In some ways, it appears a dark cloud has hovered over U.S. business schools. Some business students have begun to question whether the United States is still the gold standard in business education. Business educators around the United States, and in Minnesota, have felt the effects on many levels.

Though U.S. citizens still overwhelmingly choose to study at home, last year about 4,500 people, or 1.5 percent of Americans who took the GMAT, sent their scores to schools outside the country, according to the Graduate Management Admission Council. Wilson considers this number significant.

“People have become more global in their outlook,” Wilson says, noting that there are now quality business programs offered around the world. “In 2006, prospective MBA students have many good options outside of the United States.”

 

MBA Worldview

The United States—the birthplace of the MBA—still leads the world in business education, with more business schools and MBA students than the rest of the world combined. But foreign business education and MBA programs at schools in France, the United Kingdom, Hong Kong, Singapore, the Netherlands, Costa Rica, and Australia, among other nations, have gained reputation and resources, and top U.S. business schools now have significant competition overseas.

INSEAD, a graduate business school based in Fontainebleau, France, is a good example of the international competition, says Michael Houston, associate dean of international programs at the University of Minnesota’s Carlson School of Management. INSEAD, which has a sister campus in Singapore and a resources partnership with Wharton in Philadelphia, has 144 faculty members, 870 MBA students, and 71 PhD students, according to the school’s Web site. In all, students and faculty come from more than 75 countries, and INSEAD calls itself “one of the world’s leading and largest graduate business schools.”

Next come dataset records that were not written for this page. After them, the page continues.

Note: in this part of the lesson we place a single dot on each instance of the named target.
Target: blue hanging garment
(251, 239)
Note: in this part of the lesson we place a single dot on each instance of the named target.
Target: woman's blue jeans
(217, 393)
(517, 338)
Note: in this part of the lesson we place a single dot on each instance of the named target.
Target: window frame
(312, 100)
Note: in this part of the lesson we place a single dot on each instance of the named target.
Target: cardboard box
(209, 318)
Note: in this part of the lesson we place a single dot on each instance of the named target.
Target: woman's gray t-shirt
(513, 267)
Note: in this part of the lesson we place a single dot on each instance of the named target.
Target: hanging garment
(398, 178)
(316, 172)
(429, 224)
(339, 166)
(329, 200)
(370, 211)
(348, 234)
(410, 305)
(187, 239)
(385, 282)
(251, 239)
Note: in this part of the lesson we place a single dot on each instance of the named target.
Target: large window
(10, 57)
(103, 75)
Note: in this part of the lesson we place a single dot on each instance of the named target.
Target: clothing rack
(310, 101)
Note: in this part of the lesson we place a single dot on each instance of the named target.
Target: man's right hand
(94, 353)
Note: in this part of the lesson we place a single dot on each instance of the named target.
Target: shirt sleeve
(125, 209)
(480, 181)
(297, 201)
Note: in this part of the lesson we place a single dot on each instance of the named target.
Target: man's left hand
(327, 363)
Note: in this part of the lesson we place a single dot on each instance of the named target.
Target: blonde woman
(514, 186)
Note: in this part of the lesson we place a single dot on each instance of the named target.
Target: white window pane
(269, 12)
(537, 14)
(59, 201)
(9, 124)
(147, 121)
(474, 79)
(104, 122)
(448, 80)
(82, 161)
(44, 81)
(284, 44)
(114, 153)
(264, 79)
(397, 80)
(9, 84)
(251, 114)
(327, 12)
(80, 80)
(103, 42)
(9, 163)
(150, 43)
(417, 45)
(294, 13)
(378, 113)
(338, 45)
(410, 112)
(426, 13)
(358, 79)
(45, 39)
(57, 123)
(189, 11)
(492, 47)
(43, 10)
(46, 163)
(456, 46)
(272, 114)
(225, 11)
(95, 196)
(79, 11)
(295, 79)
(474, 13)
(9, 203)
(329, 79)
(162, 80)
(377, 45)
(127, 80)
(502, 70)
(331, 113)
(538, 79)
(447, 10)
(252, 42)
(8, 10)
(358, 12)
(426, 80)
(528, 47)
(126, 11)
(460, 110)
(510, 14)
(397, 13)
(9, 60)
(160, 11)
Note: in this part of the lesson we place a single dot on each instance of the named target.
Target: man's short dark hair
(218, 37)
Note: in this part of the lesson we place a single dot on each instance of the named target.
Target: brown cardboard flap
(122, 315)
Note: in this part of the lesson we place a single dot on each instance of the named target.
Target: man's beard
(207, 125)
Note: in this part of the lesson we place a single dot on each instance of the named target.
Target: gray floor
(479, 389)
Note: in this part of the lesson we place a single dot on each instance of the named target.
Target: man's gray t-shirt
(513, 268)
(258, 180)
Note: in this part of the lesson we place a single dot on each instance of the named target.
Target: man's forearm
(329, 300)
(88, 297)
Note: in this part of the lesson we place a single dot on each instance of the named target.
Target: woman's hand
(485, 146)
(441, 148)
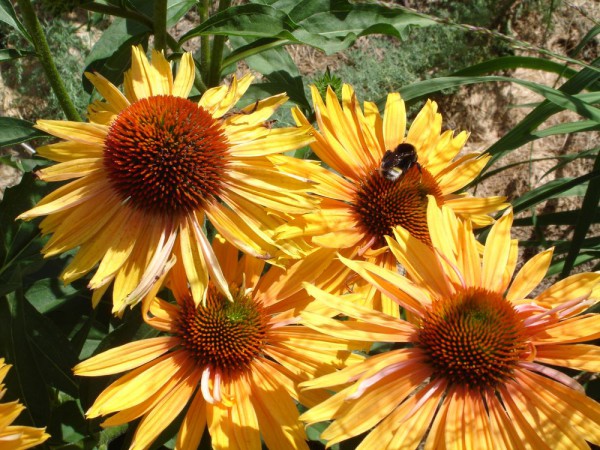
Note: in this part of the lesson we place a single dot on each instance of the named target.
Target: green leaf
(589, 37)
(521, 133)
(14, 131)
(111, 55)
(329, 26)
(584, 222)
(334, 26)
(564, 100)
(554, 188)
(47, 294)
(568, 218)
(9, 54)
(9, 17)
(55, 357)
(24, 381)
(281, 72)
(176, 9)
(20, 242)
(568, 128)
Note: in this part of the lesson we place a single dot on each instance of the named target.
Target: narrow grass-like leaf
(568, 218)
(587, 211)
(589, 37)
(566, 159)
(551, 189)
(567, 128)
(561, 99)
(515, 62)
(521, 133)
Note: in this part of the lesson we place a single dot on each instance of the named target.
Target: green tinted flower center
(473, 339)
(226, 335)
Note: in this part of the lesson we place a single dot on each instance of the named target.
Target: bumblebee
(396, 163)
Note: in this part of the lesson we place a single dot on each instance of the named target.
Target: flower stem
(43, 52)
(217, 52)
(160, 25)
(204, 9)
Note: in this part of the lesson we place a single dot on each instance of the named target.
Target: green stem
(216, 56)
(43, 52)
(160, 25)
(204, 9)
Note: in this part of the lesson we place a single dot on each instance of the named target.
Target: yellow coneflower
(475, 366)
(234, 365)
(15, 437)
(376, 188)
(151, 166)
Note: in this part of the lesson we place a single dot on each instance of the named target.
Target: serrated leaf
(9, 17)
(280, 70)
(48, 294)
(24, 380)
(329, 26)
(14, 131)
(111, 55)
(9, 54)
(20, 242)
(54, 353)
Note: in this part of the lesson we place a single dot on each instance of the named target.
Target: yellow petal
(125, 357)
(78, 226)
(496, 254)
(184, 80)
(92, 251)
(578, 356)
(140, 384)
(68, 151)
(71, 169)
(84, 133)
(580, 329)
(419, 261)
(75, 193)
(275, 410)
(193, 261)
(578, 285)
(392, 284)
(276, 140)
(161, 416)
(163, 77)
(124, 239)
(243, 417)
(192, 427)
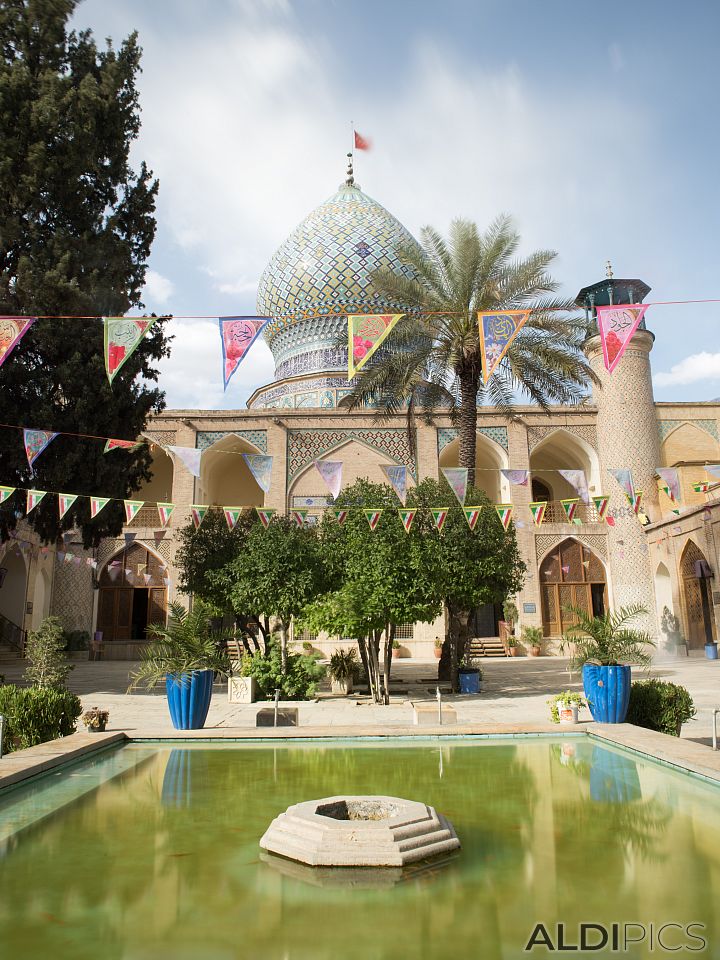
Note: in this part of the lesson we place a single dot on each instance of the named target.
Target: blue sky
(594, 125)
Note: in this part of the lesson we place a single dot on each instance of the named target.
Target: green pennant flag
(65, 501)
(537, 509)
(472, 514)
(372, 517)
(406, 517)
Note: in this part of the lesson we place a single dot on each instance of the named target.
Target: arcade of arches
(132, 594)
(570, 575)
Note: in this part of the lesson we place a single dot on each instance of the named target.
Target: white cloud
(158, 289)
(698, 366)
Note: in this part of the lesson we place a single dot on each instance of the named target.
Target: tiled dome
(324, 268)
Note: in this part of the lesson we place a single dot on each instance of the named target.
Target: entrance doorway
(132, 595)
(571, 576)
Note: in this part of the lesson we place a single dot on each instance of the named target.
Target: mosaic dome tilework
(324, 267)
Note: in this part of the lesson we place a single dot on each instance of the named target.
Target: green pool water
(151, 851)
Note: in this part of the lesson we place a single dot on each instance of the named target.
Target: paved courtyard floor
(514, 691)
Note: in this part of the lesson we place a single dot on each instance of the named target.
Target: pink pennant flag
(237, 335)
(616, 325)
(12, 330)
(331, 473)
(35, 442)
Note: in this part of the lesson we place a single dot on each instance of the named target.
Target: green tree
(276, 574)
(435, 357)
(76, 226)
(473, 567)
(381, 578)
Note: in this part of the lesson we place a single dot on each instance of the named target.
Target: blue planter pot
(607, 691)
(469, 681)
(189, 696)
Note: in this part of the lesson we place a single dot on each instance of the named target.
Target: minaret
(627, 439)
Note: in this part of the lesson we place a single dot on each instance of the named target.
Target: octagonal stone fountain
(360, 832)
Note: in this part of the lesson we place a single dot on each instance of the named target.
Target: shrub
(660, 706)
(45, 650)
(299, 683)
(35, 715)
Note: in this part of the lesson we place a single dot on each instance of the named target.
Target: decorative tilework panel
(304, 446)
(206, 438)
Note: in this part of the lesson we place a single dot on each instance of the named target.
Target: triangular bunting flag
(576, 479)
(397, 477)
(35, 442)
(122, 336)
(266, 515)
(237, 335)
(616, 326)
(372, 517)
(472, 514)
(232, 515)
(96, 505)
(131, 509)
(406, 517)
(261, 468)
(498, 329)
(331, 473)
(457, 478)
(189, 457)
(537, 509)
(365, 334)
(65, 501)
(671, 480)
(299, 516)
(504, 512)
(197, 512)
(601, 504)
(122, 445)
(33, 499)
(12, 330)
(165, 512)
(439, 515)
(570, 506)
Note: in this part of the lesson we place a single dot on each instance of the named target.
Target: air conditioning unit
(702, 570)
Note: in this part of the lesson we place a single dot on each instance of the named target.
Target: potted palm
(343, 667)
(606, 647)
(186, 653)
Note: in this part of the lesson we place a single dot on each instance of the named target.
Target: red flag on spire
(361, 143)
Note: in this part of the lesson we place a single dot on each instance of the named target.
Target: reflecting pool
(151, 851)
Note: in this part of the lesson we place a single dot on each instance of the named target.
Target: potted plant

Among other international schools, Houston notes the Australian Graduate School of Management in Sydney, ESADE in Barcelona, and Costa Rica’s Incae Business School as foreign schools that have increased enrollment in the past five years. “And this is just the start,” Houston says.

In addition, a large percentage of students from Germany, Greece, China, Pakistan, France, and Canada now look beyond the United States for their MBA, Wilson says. Interest among Western Europeans in studying in the United States decreased dramatically from 2000 to 2004, with only 47 percent of the European test-takers sending their GMAT scores to U.S. schools in 2004, compared to 60 percent in 2000.

“Foreign schools have recognized a growing interest throughout the world for business education outside of the United States,” Houston says. “And many of the schools have increased their efforts to market themselves to these potential students.”